Click to See Complete Forum and Search --> : Finding most repeated sequence


vpascual
November 29th, 2008, 10:04 AM
Dear all,

I have computed users sessions of a website. This is, I can represent each user behaviour as a sequence of requested pages.
What I would like now is to be able to recognise the most repeated sequences of pages. Can you give me hints on the best way to implement this? Is there any open source library for helping me in coding this problem? (I'm programming ing Java).

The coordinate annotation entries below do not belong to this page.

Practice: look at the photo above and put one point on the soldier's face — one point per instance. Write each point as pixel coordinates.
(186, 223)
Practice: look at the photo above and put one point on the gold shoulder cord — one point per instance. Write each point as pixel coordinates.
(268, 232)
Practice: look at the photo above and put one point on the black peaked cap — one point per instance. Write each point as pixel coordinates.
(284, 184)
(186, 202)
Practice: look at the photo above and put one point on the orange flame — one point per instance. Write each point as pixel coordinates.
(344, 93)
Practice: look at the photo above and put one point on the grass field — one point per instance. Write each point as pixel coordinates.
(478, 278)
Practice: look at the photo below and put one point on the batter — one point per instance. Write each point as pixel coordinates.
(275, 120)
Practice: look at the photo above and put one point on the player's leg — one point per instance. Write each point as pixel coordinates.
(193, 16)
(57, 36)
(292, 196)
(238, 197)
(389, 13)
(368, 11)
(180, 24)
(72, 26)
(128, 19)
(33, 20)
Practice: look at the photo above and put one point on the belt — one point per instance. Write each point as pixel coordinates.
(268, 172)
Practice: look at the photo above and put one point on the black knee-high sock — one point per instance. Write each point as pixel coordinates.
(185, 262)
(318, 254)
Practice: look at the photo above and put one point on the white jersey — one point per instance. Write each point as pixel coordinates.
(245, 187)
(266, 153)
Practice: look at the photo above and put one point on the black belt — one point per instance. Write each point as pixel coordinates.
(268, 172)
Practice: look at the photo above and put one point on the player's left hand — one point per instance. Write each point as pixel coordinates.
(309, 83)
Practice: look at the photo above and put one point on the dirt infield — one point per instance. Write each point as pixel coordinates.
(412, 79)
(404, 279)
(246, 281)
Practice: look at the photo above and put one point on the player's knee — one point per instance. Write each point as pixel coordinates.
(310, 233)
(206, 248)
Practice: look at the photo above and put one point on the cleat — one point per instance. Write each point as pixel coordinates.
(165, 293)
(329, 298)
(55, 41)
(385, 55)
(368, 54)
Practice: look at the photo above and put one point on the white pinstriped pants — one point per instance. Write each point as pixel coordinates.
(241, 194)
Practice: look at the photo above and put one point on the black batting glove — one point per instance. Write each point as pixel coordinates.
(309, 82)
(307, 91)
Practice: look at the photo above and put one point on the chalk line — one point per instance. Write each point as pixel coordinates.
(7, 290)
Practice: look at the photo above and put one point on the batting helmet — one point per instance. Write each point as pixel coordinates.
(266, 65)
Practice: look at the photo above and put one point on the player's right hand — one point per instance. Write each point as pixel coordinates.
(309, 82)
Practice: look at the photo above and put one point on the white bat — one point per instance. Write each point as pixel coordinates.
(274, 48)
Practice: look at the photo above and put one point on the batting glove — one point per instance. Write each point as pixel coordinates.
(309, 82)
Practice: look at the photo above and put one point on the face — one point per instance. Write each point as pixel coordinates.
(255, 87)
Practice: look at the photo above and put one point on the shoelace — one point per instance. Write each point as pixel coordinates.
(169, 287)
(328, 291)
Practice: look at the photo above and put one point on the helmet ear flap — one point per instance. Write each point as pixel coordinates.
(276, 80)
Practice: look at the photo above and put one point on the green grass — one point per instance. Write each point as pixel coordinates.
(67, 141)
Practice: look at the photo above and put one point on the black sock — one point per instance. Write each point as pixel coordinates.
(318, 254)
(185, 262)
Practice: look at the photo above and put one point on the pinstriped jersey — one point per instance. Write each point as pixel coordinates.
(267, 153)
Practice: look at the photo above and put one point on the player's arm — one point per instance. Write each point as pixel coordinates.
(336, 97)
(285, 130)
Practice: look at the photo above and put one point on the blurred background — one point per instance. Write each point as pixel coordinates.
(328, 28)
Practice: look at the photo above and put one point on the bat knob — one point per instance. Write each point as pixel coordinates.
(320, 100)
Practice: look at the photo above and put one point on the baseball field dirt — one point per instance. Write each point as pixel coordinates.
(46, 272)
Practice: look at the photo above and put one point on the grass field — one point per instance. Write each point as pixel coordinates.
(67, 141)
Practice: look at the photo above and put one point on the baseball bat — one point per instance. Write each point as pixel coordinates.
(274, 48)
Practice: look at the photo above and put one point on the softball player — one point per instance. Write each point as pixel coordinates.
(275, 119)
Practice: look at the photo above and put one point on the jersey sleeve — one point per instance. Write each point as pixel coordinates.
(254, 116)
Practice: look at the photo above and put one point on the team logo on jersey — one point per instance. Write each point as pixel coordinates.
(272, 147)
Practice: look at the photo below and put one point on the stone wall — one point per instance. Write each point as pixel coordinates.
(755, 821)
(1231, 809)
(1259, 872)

I guess using a tree structure will help. However, if I end up having a weighted Tree where each edge has a frequency regarding the number of user' sequences that have passed through it, how may I discover the most repeated path?

Thank you in advance!

pm_kirkham
November 30th, 2008, 05:50 AM
Why do you want this information?

It won't be a tree, simply because people don't always browse linearly - it is, after all, a web of hypertext not a linear document. So expect branches and cycles (go to a forum index, open some posts to read in tabs, read the posts, reply to some, go back to forum index, repeat).

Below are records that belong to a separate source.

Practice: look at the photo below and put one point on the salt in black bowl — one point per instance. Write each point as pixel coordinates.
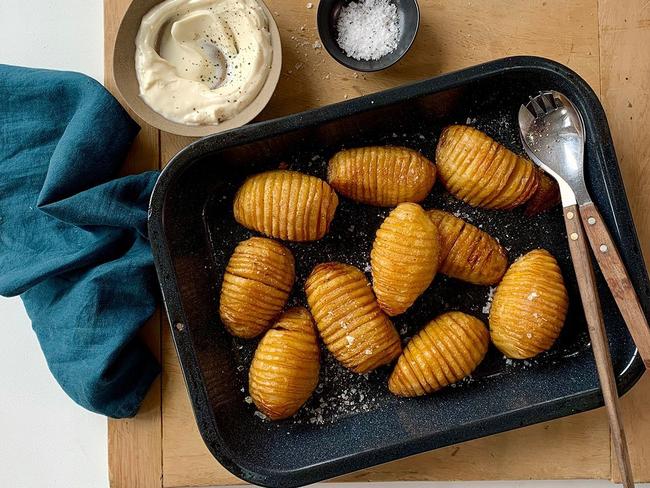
(327, 17)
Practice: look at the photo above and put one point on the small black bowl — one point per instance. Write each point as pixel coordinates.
(409, 21)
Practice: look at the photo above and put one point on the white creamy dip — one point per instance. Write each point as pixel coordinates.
(200, 62)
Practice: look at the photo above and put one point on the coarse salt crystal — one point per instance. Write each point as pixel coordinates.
(368, 29)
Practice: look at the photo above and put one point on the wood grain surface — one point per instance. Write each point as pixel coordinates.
(582, 264)
(625, 94)
(161, 445)
(618, 279)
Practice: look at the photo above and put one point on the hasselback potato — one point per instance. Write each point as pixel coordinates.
(256, 285)
(466, 252)
(480, 171)
(445, 351)
(404, 257)
(286, 204)
(529, 306)
(381, 175)
(349, 320)
(284, 370)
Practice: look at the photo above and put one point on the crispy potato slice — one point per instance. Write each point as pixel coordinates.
(349, 320)
(480, 171)
(381, 175)
(256, 285)
(404, 258)
(445, 351)
(529, 306)
(285, 368)
(466, 252)
(287, 205)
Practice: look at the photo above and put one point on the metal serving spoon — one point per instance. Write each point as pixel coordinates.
(553, 135)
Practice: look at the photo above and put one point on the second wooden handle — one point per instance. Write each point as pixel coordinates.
(591, 304)
(617, 278)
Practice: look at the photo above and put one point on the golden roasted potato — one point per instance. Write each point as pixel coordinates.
(446, 350)
(381, 175)
(466, 252)
(349, 320)
(545, 197)
(404, 257)
(480, 171)
(529, 306)
(285, 368)
(256, 285)
(286, 204)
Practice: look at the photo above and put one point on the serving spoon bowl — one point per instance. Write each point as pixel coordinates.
(553, 135)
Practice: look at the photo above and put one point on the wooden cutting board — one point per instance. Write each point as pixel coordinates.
(606, 42)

So it could be quite a complex path, more than can be represented by just incrementing the weight on each link/edge between pages/nodes.

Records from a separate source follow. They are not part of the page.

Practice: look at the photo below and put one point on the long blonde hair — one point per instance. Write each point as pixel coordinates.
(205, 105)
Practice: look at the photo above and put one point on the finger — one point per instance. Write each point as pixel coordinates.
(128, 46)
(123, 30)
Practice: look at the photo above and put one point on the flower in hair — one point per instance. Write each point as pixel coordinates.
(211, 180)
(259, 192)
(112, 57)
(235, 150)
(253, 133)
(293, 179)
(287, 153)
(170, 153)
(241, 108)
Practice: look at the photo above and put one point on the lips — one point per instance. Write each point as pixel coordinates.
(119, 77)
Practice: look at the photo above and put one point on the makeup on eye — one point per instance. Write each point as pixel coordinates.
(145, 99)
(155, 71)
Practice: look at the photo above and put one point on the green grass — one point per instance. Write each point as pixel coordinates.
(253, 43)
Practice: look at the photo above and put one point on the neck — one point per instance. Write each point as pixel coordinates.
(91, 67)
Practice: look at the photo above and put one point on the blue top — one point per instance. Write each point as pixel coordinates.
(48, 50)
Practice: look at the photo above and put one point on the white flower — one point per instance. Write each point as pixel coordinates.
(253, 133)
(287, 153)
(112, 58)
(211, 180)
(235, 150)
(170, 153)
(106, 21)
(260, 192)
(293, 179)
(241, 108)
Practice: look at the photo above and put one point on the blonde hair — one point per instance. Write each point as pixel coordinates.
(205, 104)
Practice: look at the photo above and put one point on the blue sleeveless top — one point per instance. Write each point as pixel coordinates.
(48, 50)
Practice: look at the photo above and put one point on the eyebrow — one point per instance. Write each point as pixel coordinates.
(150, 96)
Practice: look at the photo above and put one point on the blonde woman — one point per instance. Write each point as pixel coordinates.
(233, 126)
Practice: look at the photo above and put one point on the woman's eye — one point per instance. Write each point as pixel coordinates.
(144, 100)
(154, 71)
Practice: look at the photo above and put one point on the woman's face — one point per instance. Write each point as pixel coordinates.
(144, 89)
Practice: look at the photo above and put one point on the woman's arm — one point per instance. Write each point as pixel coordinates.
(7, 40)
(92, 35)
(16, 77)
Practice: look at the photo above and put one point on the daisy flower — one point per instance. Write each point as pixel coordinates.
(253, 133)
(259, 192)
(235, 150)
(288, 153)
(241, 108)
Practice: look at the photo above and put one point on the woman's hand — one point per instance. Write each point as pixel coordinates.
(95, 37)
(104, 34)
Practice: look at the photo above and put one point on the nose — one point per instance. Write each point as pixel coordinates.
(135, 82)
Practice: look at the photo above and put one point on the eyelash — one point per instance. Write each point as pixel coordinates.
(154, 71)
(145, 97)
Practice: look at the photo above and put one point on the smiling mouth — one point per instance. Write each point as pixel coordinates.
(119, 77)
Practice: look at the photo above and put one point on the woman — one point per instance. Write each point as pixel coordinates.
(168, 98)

On the other hand, a simple Markov model might be all you need - what is the most likely transition from a given page. Which might tell you whether users can find links between your pages, rather than relying on google, but isn't quite the same as detailed record of how a user browses the site.

Zachm
November 30th, 2008, 08:18 AM
If all you are interested in is the series of links a user clicked while browsing the site, not the actual activity the user has performed, you can code each page (or link if that's what your'e interested in) with a distinct ID, like
1,2,3, ... and so on.
Now, you can code each users path (even a circular path) in the website by a string that may look like:
"1,3,25,4,4,5,1,3,22,25"

Each path is guaranteed to be unique, and you can insert each user's path into a hash, where the keys are the paths and the values are the number of times the specific path was used. If you are interested in all of the sub paths as well, you can insert all of them into the hash as well. The frequency of a single path is simply the number of times a path was walked in - it's value in the hash.

Regards,
Zachm